# Snow Cover Map



## Matt Jones (Mar 6, 2002)

So far...I'm diggin' the snow line. Let's keep our fingers crossed it looks like this come spring... :wink:

http://www.weather.com/maps/activity/sk ... large.html


----------



## nodakoutdoors.com (Feb 27, 2002)

I hear ya Jones! It would be nice if the bulk would stay in ND for longer than a few days.

My map is pretty similar as well.

http://www.rap.ucar.edu/weather/surface/us_snow.gif


----------



## duxnbux (Feb 25, 2002)

Hopefully we will have a well defined Snow Line this year and also some sheet water. A snow line in the Northern 1/3 of ND or Southern 1/3 of Canada would be great this Spring!!


----------



## KEN W (Feb 22, 2002)

Don't want the snow line here!!!Put it in Canada.We should have water here this spring if we get anymore snow.The sloughs with cattails around them are 3 feet deep in snow.


----------



## GooseBuster3 (Mar 1, 2002)

SD has sno snow!!!!! This is going to be the big year I hope!!


----------



## goosehtr4life (Dec 16, 2002)

By the sounds of it you guys hunt spring 
Snow geese. I would love to catch a hunt with you guys!! I have never hunted snow geese and have always wanted to...The only ones I have shot are in with Canadian's...


----------



## nodakoutdoors.com (Feb 27, 2002)

Spring snow goose hunting is turning into one of my favorite seasons...I hope it stays open for a few more years. If you time it right, you'll never see more waterfowl in one day like the spring.
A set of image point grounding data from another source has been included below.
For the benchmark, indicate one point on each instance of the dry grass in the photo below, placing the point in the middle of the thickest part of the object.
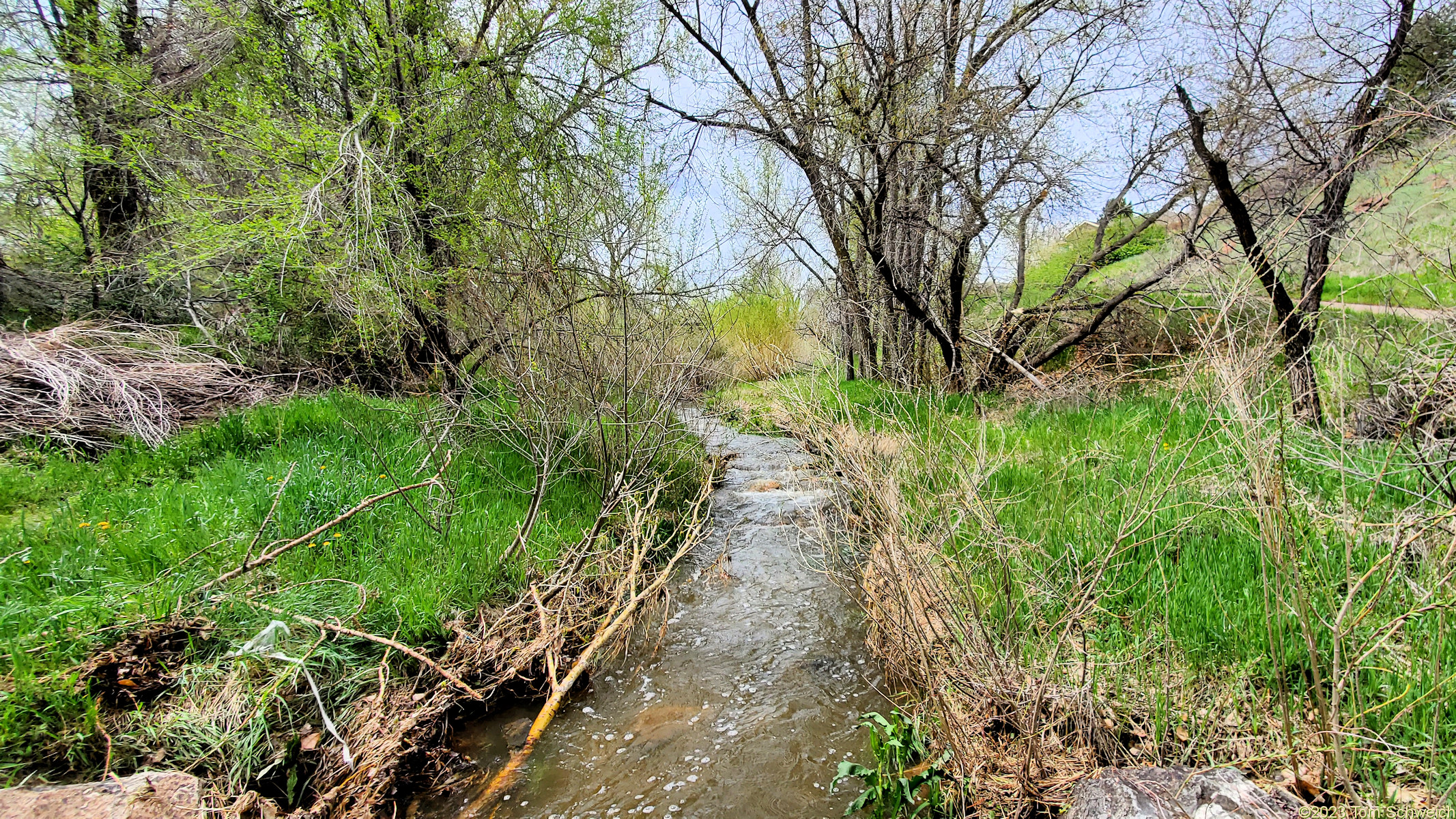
(89, 383)
(526, 648)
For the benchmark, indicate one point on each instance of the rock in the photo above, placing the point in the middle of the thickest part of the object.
(168, 794)
(1155, 793)
(516, 732)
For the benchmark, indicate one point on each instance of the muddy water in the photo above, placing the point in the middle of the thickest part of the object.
(750, 700)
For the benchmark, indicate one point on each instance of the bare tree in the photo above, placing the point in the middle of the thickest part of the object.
(1296, 127)
(917, 126)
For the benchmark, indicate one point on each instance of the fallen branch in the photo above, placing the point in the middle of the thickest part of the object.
(268, 558)
(616, 617)
(399, 646)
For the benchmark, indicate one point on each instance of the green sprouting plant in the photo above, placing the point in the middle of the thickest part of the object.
(904, 780)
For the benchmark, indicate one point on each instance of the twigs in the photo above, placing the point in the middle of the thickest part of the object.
(263, 527)
(270, 556)
(388, 642)
(623, 605)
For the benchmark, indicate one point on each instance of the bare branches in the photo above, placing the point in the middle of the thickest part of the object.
(270, 556)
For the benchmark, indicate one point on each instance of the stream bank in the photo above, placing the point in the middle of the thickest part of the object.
(745, 704)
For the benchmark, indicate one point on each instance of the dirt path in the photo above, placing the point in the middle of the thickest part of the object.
(750, 699)
(1421, 313)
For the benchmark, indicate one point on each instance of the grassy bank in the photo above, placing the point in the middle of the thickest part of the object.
(1199, 614)
(94, 547)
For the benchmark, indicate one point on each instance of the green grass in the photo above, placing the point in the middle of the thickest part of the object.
(1048, 271)
(1064, 480)
(184, 514)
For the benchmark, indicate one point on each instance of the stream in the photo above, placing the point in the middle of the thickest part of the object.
(746, 704)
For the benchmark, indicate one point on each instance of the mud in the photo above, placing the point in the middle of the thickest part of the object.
(749, 700)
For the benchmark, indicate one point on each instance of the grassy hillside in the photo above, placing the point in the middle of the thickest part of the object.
(1399, 249)
(1187, 622)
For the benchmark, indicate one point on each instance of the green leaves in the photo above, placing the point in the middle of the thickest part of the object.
(903, 781)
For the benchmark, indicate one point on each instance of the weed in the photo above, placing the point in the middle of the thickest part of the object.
(904, 780)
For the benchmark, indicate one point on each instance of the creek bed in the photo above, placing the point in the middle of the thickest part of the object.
(750, 699)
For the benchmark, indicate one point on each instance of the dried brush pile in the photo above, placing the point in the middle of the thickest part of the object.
(89, 383)
(1016, 735)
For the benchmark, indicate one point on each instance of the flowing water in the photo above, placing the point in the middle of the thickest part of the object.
(749, 702)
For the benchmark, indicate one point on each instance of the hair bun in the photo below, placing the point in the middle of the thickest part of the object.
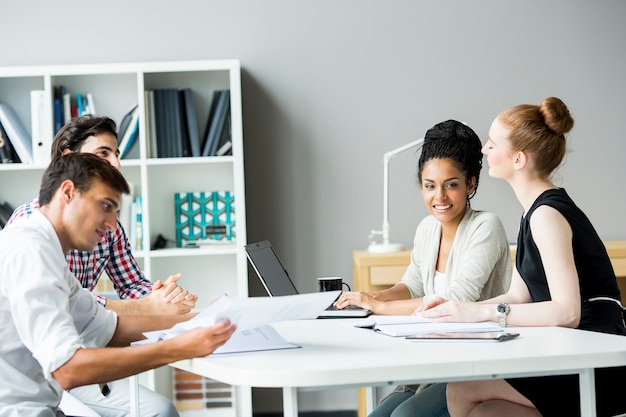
(556, 115)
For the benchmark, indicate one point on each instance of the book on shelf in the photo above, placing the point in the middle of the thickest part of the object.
(190, 122)
(128, 130)
(168, 130)
(225, 146)
(7, 152)
(42, 136)
(205, 218)
(151, 146)
(16, 133)
(125, 208)
(135, 227)
(6, 210)
(220, 107)
(67, 108)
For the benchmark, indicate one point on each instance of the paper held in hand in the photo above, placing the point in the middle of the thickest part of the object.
(252, 317)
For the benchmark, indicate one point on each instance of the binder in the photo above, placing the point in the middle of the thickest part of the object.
(217, 122)
(190, 121)
(42, 136)
(17, 134)
(128, 130)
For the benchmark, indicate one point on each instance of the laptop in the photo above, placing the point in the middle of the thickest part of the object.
(277, 282)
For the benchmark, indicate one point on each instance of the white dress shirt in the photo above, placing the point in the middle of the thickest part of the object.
(45, 316)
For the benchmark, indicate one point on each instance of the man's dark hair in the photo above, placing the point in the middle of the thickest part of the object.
(83, 169)
(78, 130)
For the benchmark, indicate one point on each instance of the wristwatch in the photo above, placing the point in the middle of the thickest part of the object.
(502, 309)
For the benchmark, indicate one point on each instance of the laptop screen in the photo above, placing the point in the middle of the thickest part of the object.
(270, 270)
Shooting takes a back seat, it's just great to see birds decoy from from 500 yards up...and bring the whole flyway with them!

It's not for the timid though, it's by far the most work of any season. Thank god we have Doug's ATV this year. :wink:  (good buy doug!) :beer:


----------



## MNhunter (Oct 20, 2002)

Gettin pumped! Hopefully the snow and ice line will work out. I will be hitting MO the hardest, and NoDak as well (Hustad :beer: )

I gotta get back at em....they worked me over this fall :sniper:


----------



## gandergrinder (Mar 10, 2002)

I hope that this spring will be a good one. Last two years have kind of been a bust. This is the first year that I will have a spread that I feel really confident in. I am finishing painting on my last wind socks this week. I hope that 400 northwinds will get the job done :beer:


----------



## nodakoutdoors.com (Feb 27, 2002)

GG, you got your decs done??? I'll have to buzz over and take a look.

I still have the ambition to get a few hundred made over the winter, so hopefully I'll get the time.

57 days until opener...


----------